Klaus confirma d'un hochement de tête. A leur retour, il avait commencé par faire boire un grand verre d'eau à la petite. Puis il lui avait donné un bain bien chaud. Après quoi, il avait eu du mal à la convaincre de manger quelque chose, traumatisée et en état de choc qu'elle était. Elle avait fini par changer d'avis quand Caroline avait proposé de lui préparer des pâtes à la tomate. Klaus avait ensuite passé trois heures à rassurer sa fille et à essayer de l'endormir. Elle ne s'était calmée que quand son père avait promis de la laisser dormir avec lui toute la nuit et, quand elle avait enfin fermé les yeux, il avait attendu une heure entière d'être sûr qu'elle dormait profondément avant de se glisser discrètement hors de la chambre.
« Elle va sûrement dormir un moment, avec toutes les émotions qu'elle a eu aujourd'hui, prédit Caroline. »
Là encore, Klaus se contenta d'un assentiment muet.
« Bien, je... reprit Caroline. Je vais y aller, alors, fit-elle avec un geste en direction de la porte.
_ Caroline, trésor, je... Je te demande pardon pour tout à l'heure. Pour t'avoir agressée et pour ce que j'ai dit. J'étais sous le coup de l'angoisse et je ne le pensais pas, confessa-t-il.
_ C'est déjà oublié, assura-t-elle avec un sourire.
_ Je sais que je peux être méchant parfois, poursuivit-il, mais quoi que je puisse dire dans ces moments là, tu fais partie de la famille, Caroline. Tu fais partie de la famille d'Emma et je ne t'aurais pas demandé d'être sa marraine si je n'avais pas une confiance aveugle en toi. Je n'ai jamais sérieusement pensé que ce qui est arrivé aujourd'hui était de ta faute. »
C'était comme ça avec Klaus, songea Caroline en le voyant face à elle soudain si honnête, avec sa garde baissée. Un instant, vous étiez en présence d'un masque d'impassibilité, d'un fin stratège, froid et calculateur, d'un véritable rock inébranlable ; l'instant d'après d'un homme qui avait ses sentiments écrits dans le regard, dans ses grands yeux bleus dans lesquels il fallait perdre pied pour se retrouver, pour le retrouver lui, le vrai lui. Soit Klaus ne laissait rien transparaître de ses émotions ; soit il vous les jetait au visage, soudain écorché, fragile, authentique.
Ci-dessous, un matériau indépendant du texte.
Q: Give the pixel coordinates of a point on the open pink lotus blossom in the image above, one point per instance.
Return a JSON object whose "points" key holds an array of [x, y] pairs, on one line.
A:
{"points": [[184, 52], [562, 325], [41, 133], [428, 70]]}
« Je sais que tu seras toujours là pour Emma, acheva enfin Klaus.
_ Et pour toi, compléta Caroline. Je serais toujours là pour toi. »
Elle traversa la distance qui les séparait en trois grandes enjambées, jeta ses bras autour de son cou et plaqua ses lèvres contre les siennes. Elle emmêla ses doigts dans ses boucles courtes, se pressa contre son torse tandis que ses bras se refermaient sur elle, qu'une de ses mains venait la cueillir au creux des reins pour la serrer encore un peu plus contre lui, que l'autre se perdait dans ses cheveux longs. Ils échangèrent un long baiser à l'image de toute l'angoisse qui les avait assaillis aujourd'hui et de toute la passion qui flottait entre eux depuis des années et qu'ils avaient tour à tour niée, repoussée, acceptée, oubliée, mise de coté, refusée, rejetée, recherchée, rêvée, masquée, démasquée, suspectée, cachée, abhorrée, adoréé...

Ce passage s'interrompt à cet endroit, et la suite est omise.